Robust measurement of HCP impurities throughout a vaccine bioprocess workflow
Vaccine purity can be critical in avoiding adverse reactions, and one possible cause of adverse reactions is host cell protein (HCP) impurities in the vaccine. The levels and profiles of HCP impurities in biologicals such as vaccines must therefore be documented to meet regulatory requirements and to understand the consistency of the biological product and manufacturing process. This generally involves implementing immunoassays targeting generic or specific HCPs to support process development/changes and process and product understanding.

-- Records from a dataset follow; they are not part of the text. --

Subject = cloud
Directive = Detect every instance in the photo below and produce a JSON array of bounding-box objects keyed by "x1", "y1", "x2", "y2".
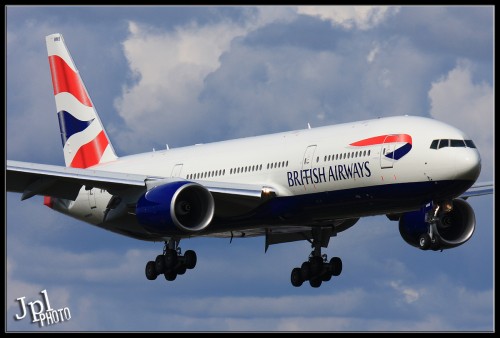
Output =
[
  {"x1": 428, "y1": 59, "x2": 494, "y2": 180},
  {"x1": 297, "y1": 6, "x2": 399, "y2": 30}
]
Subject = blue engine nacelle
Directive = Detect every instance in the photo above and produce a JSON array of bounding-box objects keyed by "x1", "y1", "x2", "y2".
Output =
[
  {"x1": 399, "y1": 199, "x2": 476, "y2": 249},
  {"x1": 136, "y1": 181, "x2": 214, "y2": 234}
]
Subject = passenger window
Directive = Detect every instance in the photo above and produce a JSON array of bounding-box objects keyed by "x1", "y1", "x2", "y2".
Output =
[
  {"x1": 465, "y1": 140, "x2": 476, "y2": 148},
  {"x1": 450, "y1": 140, "x2": 465, "y2": 148}
]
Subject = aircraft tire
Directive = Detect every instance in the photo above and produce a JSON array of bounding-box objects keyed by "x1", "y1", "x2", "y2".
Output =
[
  {"x1": 300, "y1": 262, "x2": 311, "y2": 281},
  {"x1": 309, "y1": 277, "x2": 323, "y2": 288},
  {"x1": 184, "y1": 250, "x2": 198, "y2": 269},
  {"x1": 175, "y1": 264, "x2": 186, "y2": 275},
  {"x1": 418, "y1": 233, "x2": 431, "y2": 250},
  {"x1": 165, "y1": 250, "x2": 177, "y2": 269},
  {"x1": 330, "y1": 257, "x2": 342, "y2": 276},
  {"x1": 309, "y1": 256, "x2": 323, "y2": 278},
  {"x1": 290, "y1": 268, "x2": 304, "y2": 287},
  {"x1": 163, "y1": 270, "x2": 177, "y2": 282}
]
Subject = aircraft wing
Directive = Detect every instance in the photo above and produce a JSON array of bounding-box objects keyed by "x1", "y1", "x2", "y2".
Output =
[{"x1": 6, "y1": 160, "x2": 276, "y2": 214}]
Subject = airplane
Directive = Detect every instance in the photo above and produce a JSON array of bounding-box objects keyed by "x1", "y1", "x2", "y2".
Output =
[{"x1": 6, "y1": 33, "x2": 493, "y2": 288}]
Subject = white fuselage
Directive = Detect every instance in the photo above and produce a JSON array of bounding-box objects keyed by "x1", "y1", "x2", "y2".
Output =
[{"x1": 50, "y1": 116, "x2": 480, "y2": 240}]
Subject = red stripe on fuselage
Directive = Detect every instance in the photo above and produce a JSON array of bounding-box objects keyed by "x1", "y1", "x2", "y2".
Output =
[
  {"x1": 70, "y1": 130, "x2": 109, "y2": 168},
  {"x1": 49, "y1": 55, "x2": 92, "y2": 107},
  {"x1": 350, "y1": 134, "x2": 412, "y2": 147}
]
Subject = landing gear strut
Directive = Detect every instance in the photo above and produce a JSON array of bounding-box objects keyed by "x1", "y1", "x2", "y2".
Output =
[
  {"x1": 418, "y1": 201, "x2": 453, "y2": 251},
  {"x1": 146, "y1": 238, "x2": 197, "y2": 281},
  {"x1": 290, "y1": 229, "x2": 342, "y2": 288}
]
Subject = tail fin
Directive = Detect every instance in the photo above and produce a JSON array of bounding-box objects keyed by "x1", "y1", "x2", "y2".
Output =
[{"x1": 45, "y1": 34, "x2": 118, "y2": 168}]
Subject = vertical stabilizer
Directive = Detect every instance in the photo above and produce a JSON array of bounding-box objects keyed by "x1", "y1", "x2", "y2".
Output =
[{"x1": 45, "y1": 33, "x2": 117, "y2": 168}]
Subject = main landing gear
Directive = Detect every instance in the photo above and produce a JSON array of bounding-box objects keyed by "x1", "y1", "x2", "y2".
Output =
[
  {"x1": 290, "y1": 229, "x2": 342, "y2": 288},
  {"x1": 418, "y1": 201, "x2": 453, "y2": 251},
  {"x1": 146, "y1": 238, "x2": 197, "y2": 281}
]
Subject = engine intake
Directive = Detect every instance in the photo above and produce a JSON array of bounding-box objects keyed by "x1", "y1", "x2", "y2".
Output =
[
  {"x1": 399, "y1": 198, "x2": 476, "y2": 249},
  {"x1": 136, "y1": 181, "x2": 214, "y2": 234}
]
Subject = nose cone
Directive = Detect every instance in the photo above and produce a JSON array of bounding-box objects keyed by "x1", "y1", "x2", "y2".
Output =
[{"x1": 455, "y1": 148, "x2": 481, "y2": 181}]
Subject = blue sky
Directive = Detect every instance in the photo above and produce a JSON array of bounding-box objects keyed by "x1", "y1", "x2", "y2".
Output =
[{"x1": 5, "y1": 6, "x2": 495, "y2": 331}]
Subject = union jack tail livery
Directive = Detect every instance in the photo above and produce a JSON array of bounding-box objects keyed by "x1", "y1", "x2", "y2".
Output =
[{"x1": 46, "y1": 34, "x2": 117, "y2": 168}]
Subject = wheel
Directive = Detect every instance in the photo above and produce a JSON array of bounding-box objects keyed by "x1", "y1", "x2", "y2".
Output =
[
  {"x1": 175, "y1": 264, "x2": 186, "y2": 275},
  {"x1": 300, "y1": 262, "x2": 311, "y2": 281},
  {"x1": 418, "y1": 233, "x2": 431, "y2": 250},
  {"x1": 330, "y1": 257, "x2": 342, "y2": 276},
  {"x1": 184, "y1": 250, "x2": 198, "y2": 269},
  {"x1": 321, "y1": 271, "x2": 332, "y2": 282},
  {"x1": 146, "y1": 261, "x2": 158, "y2": 280},
  {"x1": 290, "y1": 268, "x2": 304, "y2": 287},
  {"x1": 309, "y1": 277, "x2": 322, "y2": 288},
  {"x1": 163, "y1": 270, "x2": 177, "y2": 281},
  {"x1": 165, "y1": 250, "x2": 177, "y2": 269},
  {"x1": 310, "y1": 256, "x2": 323, "y2": 276},
  {"x1": 154, "y1": 255, "x2": 165, "y2": 274}
]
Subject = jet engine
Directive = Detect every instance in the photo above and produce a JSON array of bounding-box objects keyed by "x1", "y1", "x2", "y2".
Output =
[
  {"x1": 136, "y1": 181, "x2": 214, "y2": 235},
  {"x1": 399, "y1": 199, "x2": 476, "y2": 250}
]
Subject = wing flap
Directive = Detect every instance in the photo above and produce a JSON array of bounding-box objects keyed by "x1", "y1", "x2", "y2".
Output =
[{"x1": 6, "y1": 161, "x2": 150, "y2": 200}]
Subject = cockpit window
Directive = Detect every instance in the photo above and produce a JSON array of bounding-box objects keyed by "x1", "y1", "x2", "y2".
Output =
[
  {"x1": 438, "y1": 140, "x2": 450, "y2": 149},
  {"x1": 431, "y1": 139, "x2": 476, "y2": 149}
]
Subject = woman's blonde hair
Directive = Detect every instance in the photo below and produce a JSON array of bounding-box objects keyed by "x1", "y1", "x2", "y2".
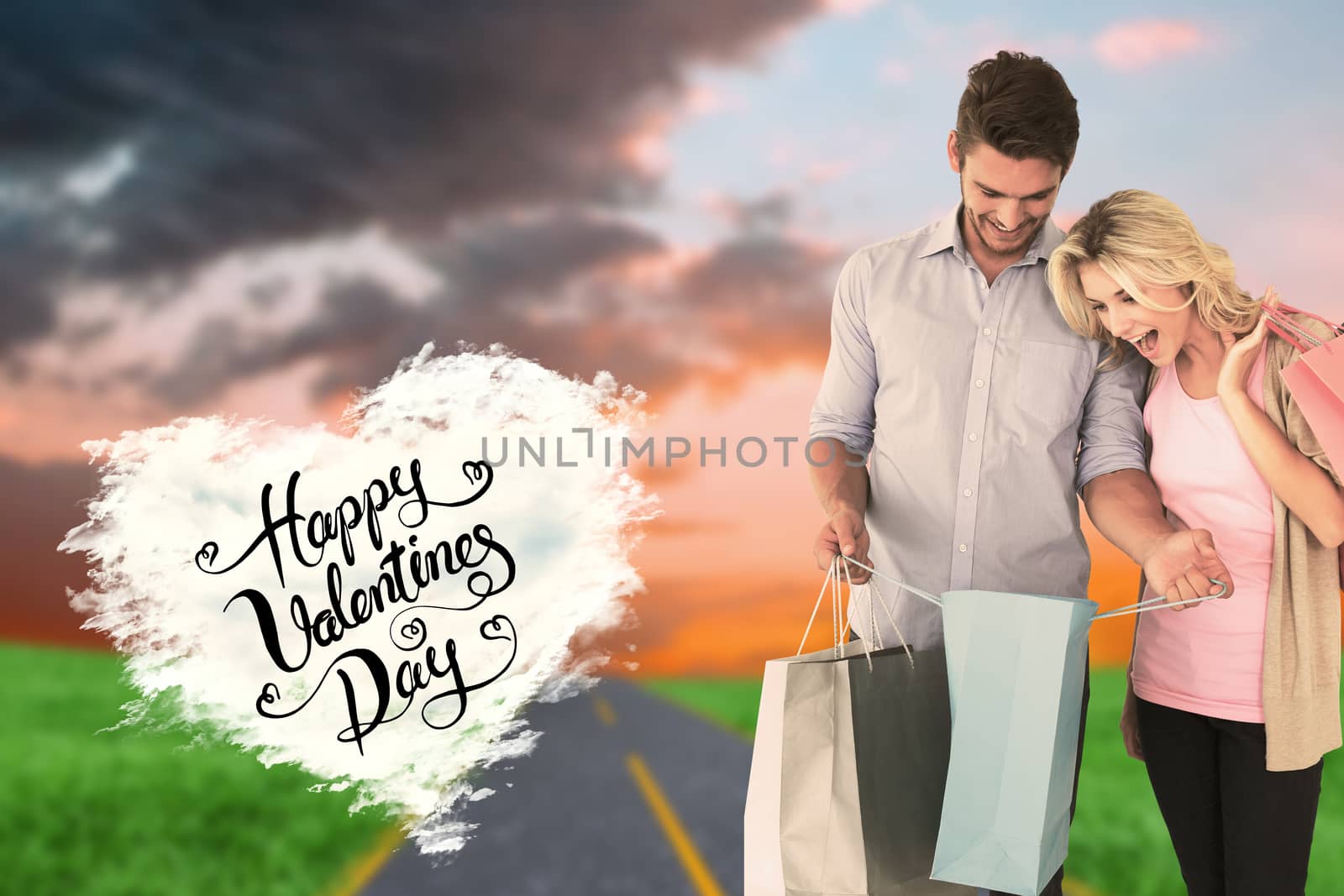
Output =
[{"x1": 1046, "y1": 190, "x2": 1261, "y2": 369}]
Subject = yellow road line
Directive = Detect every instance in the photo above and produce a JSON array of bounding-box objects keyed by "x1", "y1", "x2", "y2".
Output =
[
  {"x1": 625, "y1": 752, "x2": 723, "y2": 896},
  {"x1": 325, "y1": 825, "x2": 406, "y2": 896},
  {"x1": 1064, "y1": 878, "x2": 1100, "y2": 896}
]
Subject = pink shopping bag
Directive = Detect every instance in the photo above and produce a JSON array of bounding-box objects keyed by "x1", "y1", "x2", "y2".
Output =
[
  {"x1": 1266, "y1": 305, "x2": 1344, "y2": 474},
  {"x1": 1265, "y1": 305, "x2": 1344, "y2": 582}
]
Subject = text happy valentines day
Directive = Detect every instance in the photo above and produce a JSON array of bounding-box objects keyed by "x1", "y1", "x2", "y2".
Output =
[{"x1": 197, "y1": 459, "x2": 517, "y2": 755}]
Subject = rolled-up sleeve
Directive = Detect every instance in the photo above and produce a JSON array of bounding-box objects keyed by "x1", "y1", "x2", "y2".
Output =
[
  {"x1": 808, "y1": 253, "x2": 878, "y2": 454},
  {"x1": 1074, "y1": 354, "x2": 1147, "y2": 495}
]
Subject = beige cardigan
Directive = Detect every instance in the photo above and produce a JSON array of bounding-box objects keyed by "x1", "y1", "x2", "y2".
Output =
[{"x1": 1140, "y1": 314, "x2": 1344, "y2": 771}]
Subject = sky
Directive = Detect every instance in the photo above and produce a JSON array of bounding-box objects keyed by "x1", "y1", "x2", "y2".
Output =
[{"x1": 0, "y1": 0, "x2": 1344, "y2": 674}]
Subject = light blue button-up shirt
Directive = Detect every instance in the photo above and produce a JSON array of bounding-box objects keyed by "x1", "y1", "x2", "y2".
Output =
[{"x1": 809, "y1": 208, "x2": 1147, "y2": 647}]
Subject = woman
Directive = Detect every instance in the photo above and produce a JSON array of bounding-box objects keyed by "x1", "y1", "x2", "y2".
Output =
[{"x1": 1047, "y1": 190, "x2": 1344, "y2": 896}]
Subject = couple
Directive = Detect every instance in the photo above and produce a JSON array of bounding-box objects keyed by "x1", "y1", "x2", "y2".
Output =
[{"x1": 809, "y1": 51, "x2": 1344, "y2": 896}]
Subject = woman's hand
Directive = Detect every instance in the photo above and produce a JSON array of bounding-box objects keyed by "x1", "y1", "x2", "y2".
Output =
[
  {"x1": 1218, "y1": 286, "x2": 1278, "y2": 399},
  {"x1": 1120, "y1": 682, "x2": 1144, "y2": 762}
]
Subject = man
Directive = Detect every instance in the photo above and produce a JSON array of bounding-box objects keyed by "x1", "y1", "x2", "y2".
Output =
[{"x1": 809, "y1": 51, "x2": 1227, "y2": 896}]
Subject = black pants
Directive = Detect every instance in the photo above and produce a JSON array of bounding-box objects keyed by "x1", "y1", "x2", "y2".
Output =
[
  {"x1": 1136, "y1": 699, "x2": 1324, "y2": 896},
  {"x1": 849, "y1": 631, "x2": 1091, "y2": 896}
]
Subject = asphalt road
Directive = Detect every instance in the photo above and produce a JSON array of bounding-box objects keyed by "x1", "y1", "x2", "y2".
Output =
[{"x1": 359, "y1": 681, "x2": 751, "y2": 896}]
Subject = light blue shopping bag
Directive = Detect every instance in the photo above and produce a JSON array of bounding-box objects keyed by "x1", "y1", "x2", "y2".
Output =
[
  {"x1": 845, "y1": 558, "x2": 1227, "y2": 896},
  {"x1": 932, "y1": 591, "x2": 1097, "y2": 896}
]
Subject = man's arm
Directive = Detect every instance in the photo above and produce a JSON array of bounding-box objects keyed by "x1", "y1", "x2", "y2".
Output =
[
  {"x1": 808, "y1": 253, "x2": 878, "y2": 584},
  {"x1": 808, "y1": 438, "x2": 872, "y2": 584}
]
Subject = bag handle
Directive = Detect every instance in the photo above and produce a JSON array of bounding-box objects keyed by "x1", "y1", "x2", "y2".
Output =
[
  {"x1": 793, "y1": 555, "x2": 937, "y2": 670},
  {"x1": 1261, "y1": 302, "x2": 1344, "y2": 354},
  {"x1": 1270, "y1": 302, "x2": 1344, "y2": 336},
  {"x1": 1093, "y1": 579, "x2": 1227, "y2": 622}
]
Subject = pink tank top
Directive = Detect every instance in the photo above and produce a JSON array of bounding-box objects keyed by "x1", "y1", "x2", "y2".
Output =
[{"x1": 1133, "y1": 347, "x2": 1274, "y2": 723}]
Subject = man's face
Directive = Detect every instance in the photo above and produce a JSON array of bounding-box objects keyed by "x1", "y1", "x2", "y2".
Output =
[{"x1": 948, "y1": 134, "x2": 1063, "y2": 258}]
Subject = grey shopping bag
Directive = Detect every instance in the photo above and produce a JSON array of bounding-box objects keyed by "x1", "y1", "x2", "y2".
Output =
[
  {"x1": 932, "y1": 591, "x2": 1097, "y2": 896},
  {"x1": 743, "y1": 567, "x2": 974, "y2": 896}
]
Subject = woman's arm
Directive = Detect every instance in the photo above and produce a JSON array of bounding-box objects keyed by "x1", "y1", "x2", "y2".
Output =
[{"x1": 1218, "y1": 317, "x2": 1344, "y2": 548}]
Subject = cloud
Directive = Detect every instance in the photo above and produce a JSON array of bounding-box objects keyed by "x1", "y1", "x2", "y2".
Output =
[
  {"x1": 0, "y1": 0, "x2": 815, "y2": 349},
  {"x1": 92, "y1": 209, "x2": 842, "y2": 410},
  {"x1": 1093, "y1": 18, "x2": 1210, "y2": 71}
]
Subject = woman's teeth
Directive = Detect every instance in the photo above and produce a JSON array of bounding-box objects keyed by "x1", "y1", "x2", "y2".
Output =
[{"x1": 1129, "y1": 329, "x2": 1158, "y2": 352}]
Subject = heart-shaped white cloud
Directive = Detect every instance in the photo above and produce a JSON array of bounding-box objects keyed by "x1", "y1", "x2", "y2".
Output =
[{"x1": 60, "y1": 345, "x2": 657, "y2": 851}]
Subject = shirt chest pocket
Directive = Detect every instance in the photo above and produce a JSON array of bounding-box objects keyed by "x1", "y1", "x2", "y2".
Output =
[{"x1": 1016, "y1": 338, "x2": 1091, "y2": 427}]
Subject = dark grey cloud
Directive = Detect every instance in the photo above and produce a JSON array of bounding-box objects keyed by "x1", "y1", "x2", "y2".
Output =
[
  {"x1": 141, "y1": 215, "x2": 842, "y2": 406},
  {"x1": 721, "y1": 190, "x2": 795, "y2": 235},
  {"x1": 136, "y1": 211, "x2": 665, "y2": 408},
  {"x1": 0, "y1": 0, "x2": 816, "y2": 349}
]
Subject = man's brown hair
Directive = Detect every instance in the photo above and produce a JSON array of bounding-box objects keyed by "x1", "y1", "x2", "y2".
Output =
[{"x1": 957, "y1": 50, "x2": 1078, "y2": 173}]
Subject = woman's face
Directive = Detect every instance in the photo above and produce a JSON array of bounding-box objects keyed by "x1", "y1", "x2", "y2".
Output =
[{"x1": 1078, "y1": 262, "x2": 1199, "y2": 367}]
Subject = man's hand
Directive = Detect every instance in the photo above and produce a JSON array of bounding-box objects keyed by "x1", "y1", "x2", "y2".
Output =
[
  {"x1": 1120, "y1": 673, "x2": 1145, "y2": 762},
  {"x1": 811, "y1": 505, "x2": 872, "y2": 584},
  {"x1": 1142, "y1": 529, "x2": 1232, "y2": 610}
]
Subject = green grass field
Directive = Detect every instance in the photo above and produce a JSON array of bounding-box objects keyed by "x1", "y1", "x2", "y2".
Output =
[
  {"x1": 0, "y1": 643, "x2": 390, "y2": 896},
  {"x1": 8, "y1": 643, "x2": 1344, "y2": 896},
  {"x1": 643, "y1": 669, "x2": 1344, "y2": 896}
]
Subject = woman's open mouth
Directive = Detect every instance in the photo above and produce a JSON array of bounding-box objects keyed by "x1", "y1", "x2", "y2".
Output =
[{"x1": 1129, "y1": 329, "x2": 1158, "y2": 360}]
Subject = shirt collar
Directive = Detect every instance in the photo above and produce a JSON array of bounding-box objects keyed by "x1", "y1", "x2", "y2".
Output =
[{"x1": 919, "y1": 204, "x2": 1064, "y2": 267}]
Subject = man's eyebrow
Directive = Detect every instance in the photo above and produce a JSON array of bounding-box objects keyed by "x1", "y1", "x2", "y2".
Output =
[{"x1": 972, "y1": 180, "x2": 1059, "y2": 199}]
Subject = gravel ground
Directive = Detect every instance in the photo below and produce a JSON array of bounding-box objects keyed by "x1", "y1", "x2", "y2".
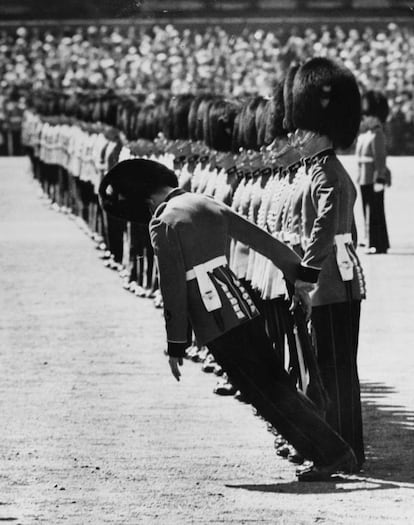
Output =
[{"x1": 0, "y1": 158, "x2": 414, "y2": 525}]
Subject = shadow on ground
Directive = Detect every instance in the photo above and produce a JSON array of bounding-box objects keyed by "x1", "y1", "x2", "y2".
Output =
[
  {"x1": 361, "y1": 382, "x2": 414, "y2": 483},
  {"x1": 226, "y1": 382, "x2": 414, "y2": 494}
]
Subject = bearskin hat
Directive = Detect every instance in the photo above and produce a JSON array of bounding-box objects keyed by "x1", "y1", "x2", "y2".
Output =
[
  {"x1": 205, "y1": 99, "x2": 239, "y2": 151},
  {"x1": 265, "y1": 78, "x2": 287, "y2": 145},
  {"x1": 169, "y1": 93, "x2": 194, "y2": 140},
  {"x1": 282, "y1": 64, "x2": 300, "y2": 133},
  {"x1": 195, "y1": 97, "x2": 214, "y2": 141},
  {"x1": 256, "y1": 98, "x2": 271, "y2": 148},
  {"x1": 99, "y1": 159, "x2": 178, "y2": 224},
  {"x1": 240, "y1": 96, "x2": 264, "y2": 150},
  {"x1": 362, "y1": 90, "x2": 390, "y2": 124},
  {"x1": 292, "y1": 57, "x2": 361, "y2": 149}
]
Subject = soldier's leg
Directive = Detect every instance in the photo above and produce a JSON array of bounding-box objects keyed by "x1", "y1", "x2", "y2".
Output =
[{"x1": 208, "y1": 318, "x2": 351, "y2": 465}]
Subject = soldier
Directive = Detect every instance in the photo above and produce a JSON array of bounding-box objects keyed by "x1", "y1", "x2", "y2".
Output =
[
  {"x1": 293, "y1": 58, "x2": 365, "y2": 468},
  {"x1": 100, "y1": 159, "x2": 355, "y2": 481},
  {"x1": 356, "y1": 91, "x2": 391, "y2": 253}
]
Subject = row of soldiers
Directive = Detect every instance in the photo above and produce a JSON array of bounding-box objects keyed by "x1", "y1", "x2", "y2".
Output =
[{"x1": 23, "y1": 59, "x2": 365, "y2": 467}]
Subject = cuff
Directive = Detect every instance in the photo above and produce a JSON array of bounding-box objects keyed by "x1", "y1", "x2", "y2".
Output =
[
  {"x1": 167, "y1": 342, "x2": 189, "y2": 357},
  {"x1": 298, "y1": 264, "x2": 320, "y2": 283}
]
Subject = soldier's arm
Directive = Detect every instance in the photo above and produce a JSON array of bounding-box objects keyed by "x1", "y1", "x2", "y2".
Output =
[
  {"x1": 150, "y1": 219, "x2": 188, "y2": 357},
  {"x1": 223, "y1": 202, "x2": 300, "y2": 283},
  {"x1": 300, "y1": 167, "x2": 339, "y2": 282}
]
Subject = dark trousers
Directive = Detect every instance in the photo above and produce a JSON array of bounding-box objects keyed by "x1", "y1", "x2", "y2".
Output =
[
  {"x1": 361, "y1": 184, "x2": 390, "y2": 253},
  {"x1": 207, "y1": 317, "x2": 349, "y2": 465},
  {"x1": 312, "y1": 301, "x2": 365, "y2": 465}
]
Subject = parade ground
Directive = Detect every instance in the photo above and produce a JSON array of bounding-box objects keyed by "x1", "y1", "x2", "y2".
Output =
[{"x1": 0, "y1": 157, "x2": 414, "y2": 525}]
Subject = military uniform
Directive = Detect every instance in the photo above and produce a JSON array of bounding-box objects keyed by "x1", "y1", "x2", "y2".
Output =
[
  {"x1": 355, "y1": 121, "x2": 390, "y2": 253},
  {"x1": 150, "y1": 189, "x2": 349, "y2": 465}
]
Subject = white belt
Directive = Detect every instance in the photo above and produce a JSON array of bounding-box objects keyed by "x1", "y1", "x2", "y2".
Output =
[
  {"x1": 185, "y1": 255, "x2": 227, "y2": 312},
  {"x1": 334, "y1": 233, "x2": 354, "y2": 281},
  {"x1": 358, "y1": 155, "x2": 374, "y2": 164}
]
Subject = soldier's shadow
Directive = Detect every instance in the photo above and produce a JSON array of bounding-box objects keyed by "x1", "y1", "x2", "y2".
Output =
[{"x1": 226, "y1": 382, "x2": 414, "y2": 494}]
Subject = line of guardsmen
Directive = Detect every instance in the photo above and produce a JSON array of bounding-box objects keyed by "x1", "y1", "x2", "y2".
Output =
[{"x1": 23, "y1": 59, "x2": 365, "y2": 467}]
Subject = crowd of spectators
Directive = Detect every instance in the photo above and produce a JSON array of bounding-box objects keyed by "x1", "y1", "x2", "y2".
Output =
[{"x1": 0, "y1": 23, "x2": 414, "y2": 154}]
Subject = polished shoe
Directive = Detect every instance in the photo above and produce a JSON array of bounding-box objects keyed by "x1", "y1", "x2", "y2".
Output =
[
  {"x1": 296, "y1": 450, "x2": 358, "y2": 482},
  {"x1": 213, "y1": 380, "x2": 237, "y2": 396},
  {"x1": 201, "y1": 355, "x2": 216, "y2": 374},
  {"x1": 287, "y1": 447, "x2": 305, "y2": 465},
  {"x1": 275, "y1": 442, "x2": 290, "y2": 458},
  {"x1": 234, "y1": 390, "x2": 249, "y2": 403}
]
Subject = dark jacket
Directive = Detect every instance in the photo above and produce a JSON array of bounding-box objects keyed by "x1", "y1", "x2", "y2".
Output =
[
  {"x1": 150, "y1": 189, "x2": 300, "y2": 355},
  {"x1": 300, "y1": 150, "x2": 365, "y2": 306}
]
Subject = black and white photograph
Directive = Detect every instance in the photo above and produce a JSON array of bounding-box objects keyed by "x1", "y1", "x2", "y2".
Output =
[{"x1": 0, "y1": 0, "x2": 414, "y2": 525}]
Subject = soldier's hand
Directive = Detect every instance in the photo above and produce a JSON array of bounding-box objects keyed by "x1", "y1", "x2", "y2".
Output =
[
  {"x1": 168, "y1": 357, "x2": 183, "y2": 381},
  {"x1": 290, "y1": 279, "x2": 315, "y2": 321},
  {"x1": 374, "y1": 182, "x2": 385, "y2": 193}
]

It is generally accepted that a sensitive, validated method is required to monitor residual HCPs in accordance with regulatory guidelines. Based on risk assessments, clinical experience and manufacturing capability typically accepted levels are <100 ppm (100 ng HCP/mg product). The gold standard has been ELISA, backed by high quality antibody reagents. But this rather tedious and time-consuming analytical method can have its drawbacks, for example in matrix interference that leads to poor dilutional linearity when analyzing the broad range of samples involved in a bioprocess workflow. A platform of choice will ensure minimal matrix interference to give robust analysis.
Potency testing to support formulation
Assessing batch-to-batch consistency in potency is an important component of vaccine QC and must be determined at the time of release (2). This testing can be used in stability studies, validation and optimization of fermentation and purification, comparing new facilities, and evaluating the effect of changes in formulation or adjuvant.
The choice of bioanalytics largely depends on the mechanism of action and ability to ensure lot-to-lot consistency. Live vaccines often require animal- or cell-based assays to ensure infectivity, whereas recombinant vaccine potency can be reliably monitored with in vitro relative potency (IVRP) immunoassays to support formulation and for the GMP release and stability testing of clinical drug substances and drug products. If immunoassays are to be used for serological analysis based on animal models to generate an ED50 value, then a number of factors must be considered:
- Large numbers of samples
- Tedious work
- Low sample volume, especially of the pre-bleed samples
- Variability in animal studies
- Regulatory issues
The challenge is to find an immunoassay to determine vaccine potency that can quickly deliver reliable and robust data from large number of samples with small volumes.
A number of leading vaccine manufacturers have been faced with these challenges and have chosen Gyrolab® technology as a solution to help boost the efficiency of their vaccine R&D, bioprocess development and manufacturing.
- Ozturk SS, Jenkins N. New Directions in Pharmaceutical Process Development and Manufacturing: Process Analytical Technology (PAT), Quality by Design (QbD), Design Space (DS), and Other FDA Initiatives. Proceedings of the 21st Annual Meeting of ESACT1, 2012: 731–733.
- Knesevic I. Stability evaluation of vaccines: WHO approach. Biologicals: journal of the International Association of Biological Standardization 37, 357–359, discussion 421–353, (2009).